June 28, 2006

The Uncertainty Principle

Werner Heisenberg, On the Physical Content of Quantum Kinematics and Mechanics, 1927

This is probably the single most misunderstood and misinterpreted paper in the history of physics. This is partly because you can sum up one of the paper's observations in a single (incorrect) sentence that is easily remembered and (mis)understood by the average high-school physics student: "You can't know the position and velocity of a particle at the same time."

A more accurate description of what the paper actually says is: An electron's position and momentum cannot, even in principle, be measured at the same time and with perfect accuracy by bouncing light off of it. In addition, there are a number of other experiments where similar restrictions hold on pairs of properties to be measured, including energy and time, and angular momentum and angle.

So, first, you can know the position and momentum of a particle at the same time, just not with perfect accuracy. If you want to know the position more accurately, the accuracy of your knowledge about the momentum will decrease correspondingly, and vice versa. Second, this uncertainty applies only to electrons when you measure their position or momentum by bouncing light off of them, not necessarily to every particle with every method of measurement. Third, there are other pairs of properties which have a similar relationship when you measure them in particular ways.

Scientists have always acknowledged that there is a degree of error in every measurement. However, until quantum mechanics was worked out, it was thought that you could, in principle, take the time and trouble to make your measurements as accurate as necessary. Heisenberg's uncertainty principle is, in this way, very novel: he has shown that you cannot, even in principle, make infinitely accurate measurements of certain pairs of properties in certain ways.

The bit about "in certain ways" is actually pretty important. Einstein, Podolsky, and Rosen pointed out that you can measure the position or momentum of an electron without actually bouncing light off of it. In the jargon of quantum mechanics, when two particles are "entangled", taking a measurement of one can tell you something about the other. For example, if an event produces two electrons travelling in opposite directions, but with equal speed, then measuring the speed of one will automatically tell you what the speed of the other is. (Or an event that produces two electrons with opposite spin. Or two photons with opposite (or identical) phase. All these are called "entangled" particles.) The so-called EPR "Paradox" is an argument that either quantum mechanics can best be explained as the result of a "hidden variable" model, or entanglement is causing spooky action-at-a-distance, which is impossible. In other words, E, P, and R think there's a simple explanation for what's actually going on down at the quantum scale, but because we can't measure anything that small directly, we have quantum mechanics as a model instead, which describes the much more complicated results of the measurements we can actually take.

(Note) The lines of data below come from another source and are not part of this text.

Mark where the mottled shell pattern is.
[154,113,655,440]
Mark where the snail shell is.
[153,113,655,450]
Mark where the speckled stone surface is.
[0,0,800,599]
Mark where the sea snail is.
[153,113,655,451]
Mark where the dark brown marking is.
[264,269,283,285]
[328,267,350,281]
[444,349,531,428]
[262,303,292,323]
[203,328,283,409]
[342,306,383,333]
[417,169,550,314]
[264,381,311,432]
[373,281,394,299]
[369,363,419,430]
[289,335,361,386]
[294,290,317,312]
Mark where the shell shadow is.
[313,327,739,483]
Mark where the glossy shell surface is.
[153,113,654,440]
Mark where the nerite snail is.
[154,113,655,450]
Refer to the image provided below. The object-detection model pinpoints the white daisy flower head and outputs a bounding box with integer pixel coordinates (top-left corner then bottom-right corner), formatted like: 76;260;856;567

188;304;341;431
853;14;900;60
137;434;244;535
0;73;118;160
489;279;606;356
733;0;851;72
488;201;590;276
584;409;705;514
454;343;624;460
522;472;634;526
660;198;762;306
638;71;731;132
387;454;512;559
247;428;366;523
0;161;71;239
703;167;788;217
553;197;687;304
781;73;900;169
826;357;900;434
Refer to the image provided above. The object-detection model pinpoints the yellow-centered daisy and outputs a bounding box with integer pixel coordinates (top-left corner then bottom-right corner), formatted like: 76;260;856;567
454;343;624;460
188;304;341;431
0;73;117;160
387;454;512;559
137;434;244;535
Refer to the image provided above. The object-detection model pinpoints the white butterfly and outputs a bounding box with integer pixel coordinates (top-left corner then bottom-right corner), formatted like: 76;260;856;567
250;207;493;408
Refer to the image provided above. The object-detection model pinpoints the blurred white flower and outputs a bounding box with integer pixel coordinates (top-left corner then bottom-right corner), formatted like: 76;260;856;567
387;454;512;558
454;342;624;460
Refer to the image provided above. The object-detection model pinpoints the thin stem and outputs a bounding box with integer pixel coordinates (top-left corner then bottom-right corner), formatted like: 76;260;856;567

I've made an attempt to be neutral about everything I've said so far. Now I'm going to complain about the level of jargon used to describe quantum mechanics in the popular press and in high-school textbooks, a problem which has reached such a level that otherwise reputable sources can be caught speculating about teleportation, faster-than-light communication, and computers that can parallelize their computations through the use of parallel universes. Take the word "entanglement", for example. The word has associated physical imagery which is totally incompatible with its technical meaning in quantum mechanics, in much the same way that the word "tree" is used in computer science to describe something that is much, much more abstract than a physical tree. Nonetheless, it's easy to find news articles about quantum entanglement that talk about using entangled particles to communicate faster than light. This has been going on for so long that science fiction novels now use entanglement as their standard explanation for FTL communication. I've read 3 using this device this month alone, including Iron Sunrise, by Charles Stross.

In the defense of the people writing these news articles and science fiction stories, Einstein and co. did show that either there's a hidden variable model, or else there are non-local effects (i.e., FTL effects), and modern physicists generally say that there's no need for a hidden variable model. But, everyone already knew at the time they made their argument, that entanglement cannot be used to transmit information faster than light. If you ask any professional physicist about entanglement, he or she will tell you that FTL communication using entangled particles is impossible.

Quantum teleportation, quantum computing, quantum superposition, and a number of other terms are equally badly misinterpreted by non-physicists (and even by non-quantum physicists), to the point that a lot of science fiction these days is as much science fantasy as the 1930s Astounding Stories about psychic powers or native venusians.

Okay, rant over. I'm done.

Since Heisenberg wrote his essay about uncertainty, the concept has been generalized and expanded quite a bit. Heisenberg dealt with certain pairs of properties being measured for one particle, while modern physicists can calculate the uncertainty relation between any two measurements on a system. This is one of the reasons that the EPR "Paradox" is generally disregarded by modern physicists: although non-locality is impossible, entanglement still can't be used to measure a particle's position without any uncertainty, because the whole system has uncertainties. E.g., the position of an event that produces two "entangled" particles is uncertain, so measuring the position of one can't tell you the position of the other to the same degree of precision.

Personally, I think there's something to the whole idea of a hidden variable model. There's Bell's Inequality to argue against that view, but it doesn't seem to be a watertight argument. However, I'm barely qualified to ask these questions, much less understand the answers. On the other hand, I'm not the only one who suspects that modern physics might have run off the rails at some point in the past couple of decades.